Ik denk niet dat je op basis van deze foto in kunt schatten of de constructie sterk genoeg is, de resolutie is al te laag om tuidraden te kunnen onderscheiden. Daarnaast is dit podium behoorlijk open van constructie terwijl het podium in het filmpje zo te zien helemaal dichtgemaakt was wat een heel groot verschil is met een beetje wind.

----------


## speakertech

> Ik denk niet dat je op basis van deze foto in kunt schatten of de constructie sterk genoeg is, de resolutie is al te laag om tuidraden te kunnen onderscheiden.



Het is inderdaad een foto van (moglijk) een eerdere versie van hetzelfde evenement. Wat de resolutie betreft: De voedingskabels van de luidsprekerarrays zijn duidelijk zichtbaar. Ik denk dat staalkabels om de zaak stabiel te maken niet veel  dunner zouden zijn. Ik geef je echter gelijk, vanchter de PC kun je alleen maar gissen naar mogelijke fouten. Ik heb het niet in werkelijkheid gezien, dus alles is maar een veronderstelling. Ook met de meest rigoureuze veiligheidsmaatregelen, kan er door natuurgeweld vanalles mis gaan, Kijk maar eens wat een wervelstorm in korte tijd voor schade aan kan richten. Komplete huizen worden als luciferdoosjes opgetild en schepen op de wal gesmeten.

Speakertech

----------


## mvdwerff

Je ziet in ieder geval aan de linker kant 2 diagonale staaldraden lopen van hoek naar hoek. 
Ik vind het een enge constructie. Er hangt behoorlijk wat in de kap, en ik hoop echt dat er verschillende verbanden zijn aangebracht. Maar zo te zien in het filmpje knakt alles echt af.
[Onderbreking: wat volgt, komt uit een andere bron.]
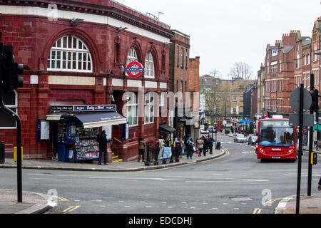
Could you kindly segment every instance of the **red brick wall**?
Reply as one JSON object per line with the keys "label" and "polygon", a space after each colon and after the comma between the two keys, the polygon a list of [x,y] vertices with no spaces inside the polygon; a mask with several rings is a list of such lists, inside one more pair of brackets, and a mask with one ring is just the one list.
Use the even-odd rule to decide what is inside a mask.
{"label": "red brick wall", "polygon": [[[81,1],[85,2],[78,1]],[[88,1],[86,1],[86,3]],[[103,6],[113,6],[133,16],[138,16],[141,24],[153,26],[168,34],[171,33],[169,26],[113,2],[93,0],[91,3],[102,4],[103,6],[98,7],[101,9],[103,9]],[[15,4],[16,2],[11,4]],[[126,13],[123,14],[126,15]],[[50,113],[50,105],[53,102],[58,100],[81,100],[87,105],[106,104],[109,103],[109,95],[113,93],[114,90],[121,90],[122,93],[133,90],[126,86],[113,88],[111,85],[113,78],[126,79],[121,71],[119,64],[115,63],[116,42],[118,42],[120,46],[119,63],[126,66],[128,51],[132,46],[136,47],[138,60],[143,64],[145,63],[147,52],[151,51],[156,66],[156,78],[150,81],[168,82],[169,46],[165,46],[163,42],[140,34],[126,30],[118,32],[117,28],[111,26],[85,21],[72,26],[67,20],[50,21],[41,16],[4,14],[0,18],[0,31],[1,41],[4,42],[4,45],[12,45],[16,61],[25,65],[24,88],[18,90],[19,114],[21,118],[22,145],[25,158],[46,158],[51,155],[52,145],[50,142],[36,141],[36,120],[46,118],[46,115]],[[52,45],[57,39],[66,35],[78,36],[86,43],[93,59],[93,73],[47,71],[47,58]],[[39,76],[39,84],[30,84],[30,75],[32,74]],[[49,75],[96,77],[96,85],[49,86]],[[107,86],[102,85],[102,77],[107,77]],[[137,80],[143,81],[143,78]],[[157,91],[158,89],[152,90]],[[117,105],[122,105],[121,103]],[[164,122],[165,118],[162,118],[161,120]],[[144,136],[150,142],[155,142],[158,136],[157,127],[157,123],[143,125],[141,122],[138,128],[131,128],[130,140],[125,143],[128,143],[129,149],[128,152],[126,150],[122,150],[124,160],[138,155],[134,150],[140,135]],[[121,139],[121,128],[114,128],[114,135]],[[6,144],[15,145],[15,130],[0,130],[0,140],[4,140]],[[125,147],[123,145],[121,147]],[[117,147],[116,142],[115,147]]]}

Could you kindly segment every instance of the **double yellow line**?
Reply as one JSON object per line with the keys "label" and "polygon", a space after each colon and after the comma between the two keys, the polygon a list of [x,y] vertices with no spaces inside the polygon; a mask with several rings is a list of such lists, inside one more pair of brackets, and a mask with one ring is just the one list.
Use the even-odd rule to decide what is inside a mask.
{"label": "double yellow line", "polygon": [[75,209],[76,209],[77,208],[81,207],[81,206],[71,206],[68,207],[67,209],[65,209],[63,211],[63,213],[66,213],[66,212],[73,212]]}

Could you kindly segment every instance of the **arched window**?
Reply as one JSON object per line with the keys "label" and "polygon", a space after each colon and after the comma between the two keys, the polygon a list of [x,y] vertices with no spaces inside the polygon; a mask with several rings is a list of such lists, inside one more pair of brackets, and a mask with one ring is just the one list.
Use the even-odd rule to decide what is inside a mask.
{"label": "arched window", "polygon": [[145,78],[155,78],[154,60],[151,51],[147,53],[145,59]]}
{"label": "arched window", "polygon": [[48,71],[93,72],[93,61],[87,46],[72,36],[61,37],[51,48]]}
{"label": "arched window", "polygon": [[[129,49],[128,54],[127,55],[127,63],[126,66],[128,66],[131,62],[138,62],[138,58],[137,57],[137,53],[136,50],[135,50],[134,47],[131,47],[131,49]],[[138,68],[138,66],[136,65],[132,66],[132,68]],[[138,74],[139,72],[136,71],[131,71],[131,73],[133,75]],[[126,75],[127,76],[127,73],[126,73]]]}

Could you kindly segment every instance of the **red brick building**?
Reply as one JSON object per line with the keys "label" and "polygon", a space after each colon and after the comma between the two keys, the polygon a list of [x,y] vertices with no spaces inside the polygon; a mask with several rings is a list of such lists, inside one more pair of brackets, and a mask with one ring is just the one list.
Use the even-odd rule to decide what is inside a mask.
{"label": "red brick building", "polygon": [[[148,144],[158,142],[159,125],[168,123],[156,113],[157,95],[168,90],[169,26],[109,0],[0,4],[0,41],[12,45],[16,61],[25,66],[24,87],[11,104],[21,119],[24,159],[51,157],[52,123],[50,139],[37,140],[37,120],[46,120],[51,105],[116,104],[129,128],[122,140],[121,125],[113,127],[112,149],[124,161],[137,157],[139,137]],[[132,78],[122,71],[132,61],[145,66],[143,76]],[[142,87],[145,94],[155,95],[138,100]],[[128,113],[146,110],[138,117]],[[6,148],[16,145],[16,128],[0,128],[0,140]]]}

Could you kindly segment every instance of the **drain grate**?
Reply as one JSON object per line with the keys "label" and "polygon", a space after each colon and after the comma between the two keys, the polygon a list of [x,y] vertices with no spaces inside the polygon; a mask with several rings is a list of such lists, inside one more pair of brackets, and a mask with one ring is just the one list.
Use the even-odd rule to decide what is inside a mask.
{"label": "drain grate", "polygon": [[233,201],[251,201],[253,200],[250,197],[230,197]]}

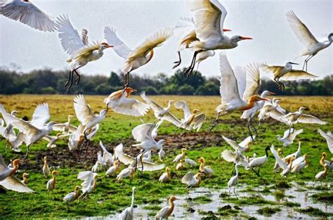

Op het NOS journaal hadden ze het over een wervelwind...

----------


## MusicXtra

> Je ziet in ieder geval aan de linker kant 2 diagonale straaldraden lopen van hoek naar hoek.



Wanneer er diagonaalverbanden van truss aangebracht waren ben je al snel geneigd te denken dat de constructie heel sterk is. Bij staalkabels geldt het tegenovergestelde terwijl twee diagonaal gespannen staalkabels in principe net zo sterk of misschien nog wel sterker zijn. Een beetje staalkabel heeft al snel een trekkracht van 180 kg/mm2, een kabel van 5 mm diameter kan 3,5 ton hebben. Grote voordeel van staalkabels is dat het weinig gewicht aan een constructie toevoegt waardoor deze weer zwaarder zou moeten zijn. Nadeel, wanneer een staalkabel, door bijvoorbeeld een slingerende line-array van een ton of 7, steeds slap komt te hangen en met een ruk weer strak komt te staan de krachten enorm op gaan lopen. De mens is snel geneigd de sterkte van constructies te onderschatten, de mens is helaas ook snel geneigd de kracht van de natuur te onderschatten.

----------


## seppe30

Er lijkt mij heel veel materiaal aan te gangen 
En weinig versterking

----------


## mhsounds

> Komplete huizen worden als luciferdoosjes opgetild en schepen op de wal gesmeten.
> 
> Speakertech



Daar in Amerika? ja die huizen zijn haast allemaal van hout...

----------


## MusicSupport

Tragisch; hier wat meer info!

Er is zeker een collega onder de overledenen; een lichttech/volgspotter die in het dak zat op het moment dat het geheel omlaag kwam.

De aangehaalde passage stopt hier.